Alain Desausoi, SWIFT's CISO took the stage today at the FT's Cyber Summit to discuss SWIFT's experience over the last year.
Turbulence started with the heist on Bangladesh Central Bank in March this year. By gathering local credentials and sending fraudulent requests through SWIFT, which processes millions of international transactions a day, thieves were able to make off with £62 million pounds.
The money was then ex-filtrated in several locations in Sri-Lanka and the Philippines. Law enforcement have since only recovered a fraction of the loot.
There have been several such heists since around the world, conning millions out of banks by sending fraudulent requests through SWIFT for money orders in the millions. The bank robbers, believed to be from the same group, have descended on banks in Ukraine, Vietnam and Ecuador and many others are believed to have been affected.
While the SWIFT messaging system itself was not compromised, the co-operative have set about thinking about how it might better help affiliates avoid such devastating attacks.
Ideas that have been suggested include a requirement of a basic level of security if a bank wants to use SWIFT and suspension for those that fail to meet that level. Desausoi did not comment on whether that would be going ahead.
In concrete terms SWIFT have rolled out a programme to deal with the kinds of problems we've seen over the past year. Earlier this year, the cooperative rolled out its five stream customer security programme. The programme involves information sharing not just between SWIFT users but with SWIFT itself.
Hackers are not like regular bank robbers.
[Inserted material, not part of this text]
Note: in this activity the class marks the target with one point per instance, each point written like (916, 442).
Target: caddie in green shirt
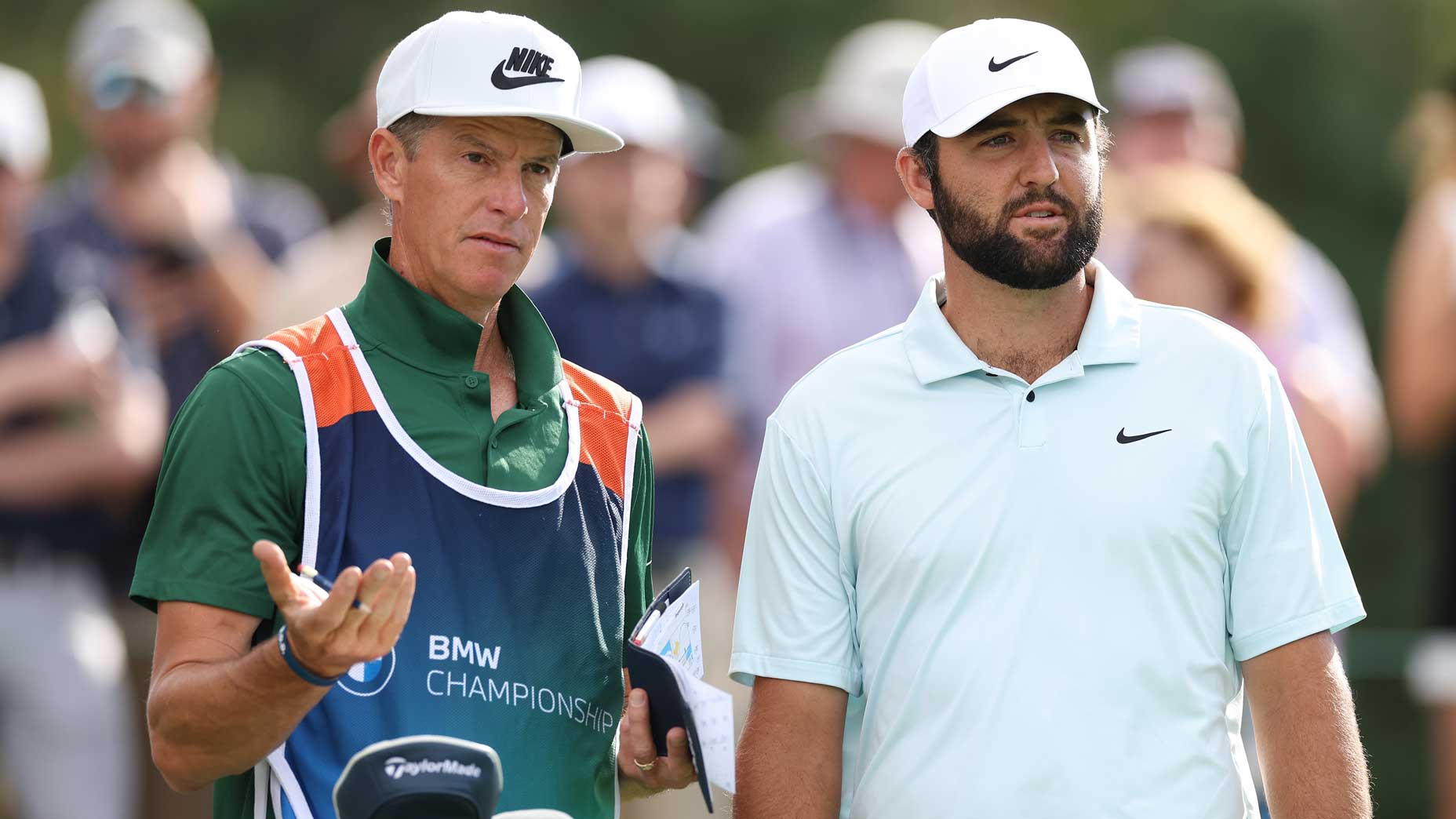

They “stay there for weeks and months to learn about the practices of the banks”, said Desausoi, “the best way to stop them is to learn what happened at other places”.
The programme also involves making products and software used by SWIFT customers more resilient as well as reiterating good security practices.
While the previous measures are essential, added Desausoi, attackers are still capable of getting around them. It's important to make sure there is another level of controls above the technical level, what SWIFT calls a traffic pattern detection scheme, to detect anomalies.
These controls need to be at the business level. Especially in SWIFT's experience, the problem was not to do so much with technology as it was human fallibility. “We should not make believe that software is the solution”, said Desausoi, “it's a real challenge to have a piece of technology that will solve everything”.
“What SWIFT is currently doing is a very good idea”, Ilia Kolochenko, CEO and founder of High-Tech Bridge told SCMagazineUK.com.
While SWIFT wasn't breached itself, “taking into consideration that they are providing this service, they can educate,” and make sure customers have a basic minimum level of cyber-security. He added, “When you are selling cars, you need to make sure that the driver knows driving 350 miles in an hour in a city” is a bad idea.
In the last few days, SWIFT have also announced the release of daily validation reports, starting from December, which will show anomalies in transactions made over the last day.